I’ve also read that contrary to the professed goals for implementing daylight saving, there can actually be increased energy consumption instead of the intended reduction. Apparently, with more after work daylight, there tends to be increased gasoline consumption as more people are out and about. In Indiana, when they finally agreed to go with daylight saving time in 2005, they in fact had a net increase in energy use. It’s believed to be thanks to greater/longer use of air-conditioners as a result of the longer warm daylight hours.

You can always find statistics to support opposing views, but if there’s even a chance that the scale tips the other way, that we are made worse off because of daylights saving and not better, why are we still springing ahead and falling back? Instead of ceasing the practice, we added about a month of circadian rhythm manipulation in 2007.

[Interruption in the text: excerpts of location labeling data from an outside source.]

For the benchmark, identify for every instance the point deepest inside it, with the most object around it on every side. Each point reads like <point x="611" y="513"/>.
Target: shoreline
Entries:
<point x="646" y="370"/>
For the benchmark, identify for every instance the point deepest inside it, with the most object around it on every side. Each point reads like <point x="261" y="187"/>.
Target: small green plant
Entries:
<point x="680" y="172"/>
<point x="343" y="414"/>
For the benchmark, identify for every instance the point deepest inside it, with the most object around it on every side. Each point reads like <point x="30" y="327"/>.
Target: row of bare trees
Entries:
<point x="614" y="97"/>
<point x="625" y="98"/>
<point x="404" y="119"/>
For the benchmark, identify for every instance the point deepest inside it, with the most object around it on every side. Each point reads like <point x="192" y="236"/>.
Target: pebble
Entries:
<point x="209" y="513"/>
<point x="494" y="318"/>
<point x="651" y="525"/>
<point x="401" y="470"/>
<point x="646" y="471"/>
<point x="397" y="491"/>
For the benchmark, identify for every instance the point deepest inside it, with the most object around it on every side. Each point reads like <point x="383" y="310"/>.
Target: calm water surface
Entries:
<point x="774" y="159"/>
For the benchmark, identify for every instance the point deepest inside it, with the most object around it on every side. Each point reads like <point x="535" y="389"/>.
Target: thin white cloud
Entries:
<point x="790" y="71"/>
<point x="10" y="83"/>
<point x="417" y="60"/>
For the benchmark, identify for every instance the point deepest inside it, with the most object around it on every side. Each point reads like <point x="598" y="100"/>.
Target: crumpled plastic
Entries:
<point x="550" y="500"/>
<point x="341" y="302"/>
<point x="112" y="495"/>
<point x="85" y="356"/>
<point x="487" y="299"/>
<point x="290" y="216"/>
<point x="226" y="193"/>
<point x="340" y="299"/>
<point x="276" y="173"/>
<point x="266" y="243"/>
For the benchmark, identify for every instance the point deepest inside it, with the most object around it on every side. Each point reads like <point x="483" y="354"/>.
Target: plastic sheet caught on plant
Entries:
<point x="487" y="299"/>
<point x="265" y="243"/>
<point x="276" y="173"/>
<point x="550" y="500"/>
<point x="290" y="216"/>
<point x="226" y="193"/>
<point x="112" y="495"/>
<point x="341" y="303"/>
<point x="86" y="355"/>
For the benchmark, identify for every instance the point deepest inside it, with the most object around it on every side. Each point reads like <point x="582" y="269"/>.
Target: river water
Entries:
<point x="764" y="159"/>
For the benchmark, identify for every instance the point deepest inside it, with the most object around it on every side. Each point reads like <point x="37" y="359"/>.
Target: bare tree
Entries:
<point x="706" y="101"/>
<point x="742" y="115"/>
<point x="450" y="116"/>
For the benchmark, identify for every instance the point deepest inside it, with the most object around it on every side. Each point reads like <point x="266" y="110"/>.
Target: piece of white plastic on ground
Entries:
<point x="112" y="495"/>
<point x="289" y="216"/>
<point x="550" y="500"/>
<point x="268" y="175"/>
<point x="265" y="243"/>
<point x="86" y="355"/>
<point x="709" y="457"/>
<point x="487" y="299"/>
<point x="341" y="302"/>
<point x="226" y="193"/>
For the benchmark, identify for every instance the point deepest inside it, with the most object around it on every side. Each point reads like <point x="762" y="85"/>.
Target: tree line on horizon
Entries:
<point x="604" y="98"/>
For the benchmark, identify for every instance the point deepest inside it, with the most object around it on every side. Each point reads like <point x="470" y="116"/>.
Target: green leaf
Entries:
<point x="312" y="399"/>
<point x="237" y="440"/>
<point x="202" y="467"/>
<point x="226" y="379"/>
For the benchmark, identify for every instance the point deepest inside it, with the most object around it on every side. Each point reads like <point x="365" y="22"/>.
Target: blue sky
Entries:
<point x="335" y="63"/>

It seems like once we start doing something, no matter what it is, whether personally or nationally, once something is in motion, it’s inordinately harder to stop doing it, than if we’d never started it at all. Inertia of life I suppose. It’s almost as if we’re scared to stop something that’s been done in the past, as if doing so is an admission we’d been doing something wrong all this time. While it may be, it may also just be circumstances, or our perceptions of them, that are different now. So let’s stop tinkering with time, and have not only the prerogative to change our mind, but the courage to do so as well. And hey, we might even get a little more sleep too.